A NOITE EM QUE O CAPETA APARECEU NO CLUBE DE ILÓPOLIS

 

            Em um texto anterior, relembrei as domingueiras do Som Flashback que ocorriam no início dos anos 2000 no Clube de Ilópolis. Contudo, não entrei em detalhes sobre as muitas histórias engraçadas e até pitorescas que aconteceram nos eventos daquela fase. Vou começar com uma das minhas favoritas.

            O ano era 2000 ou 2001. Naquela época – não sei se ainda é assim hoje em dia – durante o período da quaresma, era de praxe em toda região não se realizar bailes ou festas de qualquer tipo, em uma clara demonstração da influência que a tradição católica exercia sobre o cotidiano de então.

            Porém, buscando aproveitar o sucesso que os eventos vinham tendo, os proprietários do Som Flashback e a diretoria do Clube à época decidiram contrariar as convenções e realizar um matinê dominical dentro do período de 40 dias que antecede a páscoa.

          Cartazes foram espalhados, anúncios na rádio foram veiculados e toda a divulgação habitual foi feita normalmente, apesar da desconfiança de algumas pessoas com quem falávamos. À boca pequena, se dizia haver boatos de que a parcela mais conservadora da cidade não via com bons olhos a iniciativa. Poderia haver castigo por esse desrespeito.

            O fato é que os frequentadores costumazes e sobretudo os jovens da região não pareceram muito preocupados com os princípios restritivos, pois a balada foi um sucesso. O público foi um dos maiores entre todos os eventos daquela fase e tudo transcorreu perfeitamente, sem quaisquer incidentes.

            Mas, não foi essa versão da história que se tornou assunto na semana seguinte. Originado não se sabe de onde – tal como qualquer lenda urbana começou a circular pelas bodegas, mercados e, principalmente, pelas rodas de chimarrão de comadres, o boato de que o Capeta em pessoa havia dado as caras na nossa humilde domingueira. Deixa eu explicar melhor.

            O relato – sempre espalhado por alguém que não estava presente no evento – dava conta que, numa certa altura da noite, adentrou na pista de dança uma moça loira, linda, maravilhosa, monumental, escultural e merecedora de outros adjetivos do tipo. Era totalmente desconhecida. Ninguém nunca a tinha visto em lugar algum. Ela ficou por ali, sorridente, dançando de forma sensual e chamando a atenção de todos os homens que a cercavam e despertando a inveja das mulheres, que logo a começaram a tachar de “fresca”, “oferecida” e outros termos um pouco mais pejorativos.

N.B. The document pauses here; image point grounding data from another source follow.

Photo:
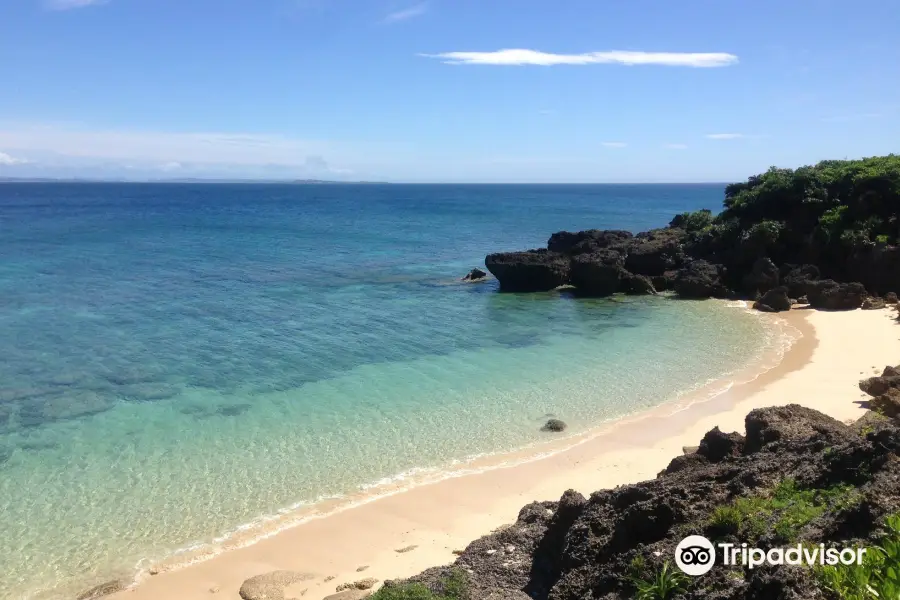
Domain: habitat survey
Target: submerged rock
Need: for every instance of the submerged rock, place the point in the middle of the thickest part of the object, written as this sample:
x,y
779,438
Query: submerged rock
x,y
554,425
533,271
104,589
270,586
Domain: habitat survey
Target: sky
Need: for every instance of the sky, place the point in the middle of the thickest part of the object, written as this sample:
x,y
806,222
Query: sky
x,y
444,90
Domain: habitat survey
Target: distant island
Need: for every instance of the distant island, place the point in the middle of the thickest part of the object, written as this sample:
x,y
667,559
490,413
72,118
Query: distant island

            Então, depois de já ter semeado a discórdia entre todos os casais da festa – oficiais ou eventuais – só com o poder de sua presença, a tal loira entrou no banheiro e nunca mais saiu. Simplesmente desapareceu. Intrigadas, algumas pessoas foram verificar e perceberam, apavoradas, que lá só havia fumaça, cheiro de enxofre e pegadas incandescentes no formato de patas de bode. O Tinhoso havia marcado presença na balada profana para pregar uma peça nos incautos que desrespeitaram a quaresma.

            Sem dúvida, uma ótima história, só que sem nada de original. Basta uma rápida pesquisa na internet para se verificar que existem inúmeras versões desse enredo – com maiores ou menores variações – não apenas no Brasil, mas em vários outros países, já tendo sido abordados inclusive em filmes, livros e até HQs, ao longo de muitas décadas. Quando meu pai chegou em casa e contou, aos risos, que esse era o assunto do momento na cidade, eu achei muita graça e fui na hora buscar uma história em quadrinhos dos anos 80 (que devo ter até hoje aqui guardada em algum lugar) e mostrei o mesmo “causo”, só que com um rapaz ao invés de uma moça servido de disfarce para o Coisa Ruim.

            Dizem que até o padre da época citou o fato no sermão de uma missa de sábado à noite, alertando o povo para os perigos de não se observar os dogmas católicos e frequentar “esse tipo de lugar”.

            Seja por culpa da versão ilopolitana dessa lenda urbana ou por qualquer outro motivo, o fato é que nós promovemos outra balada ainda dentro do período da quaresma e, dessa vez, o público foi bem menor. Sabe como é, por via das dúvidas, precaução nunca é demais. Vai que o “Demônho” aparecesse de novo e quisesse aprontar algo de mais pesado dessa vez?

            De minha parte, o que posso dizer é que – por ser um dos DJs do evento – eu estava no local desde bem antes de a festa começar e fui um dos últimos a ir embora. Graças a Oxalá, não vi nem sequer um mínimo vestígio do Capeta por lá. E, acredite, se uma loira tão espetacular como aquela descrita tivesse aparecido, eu teria percebido.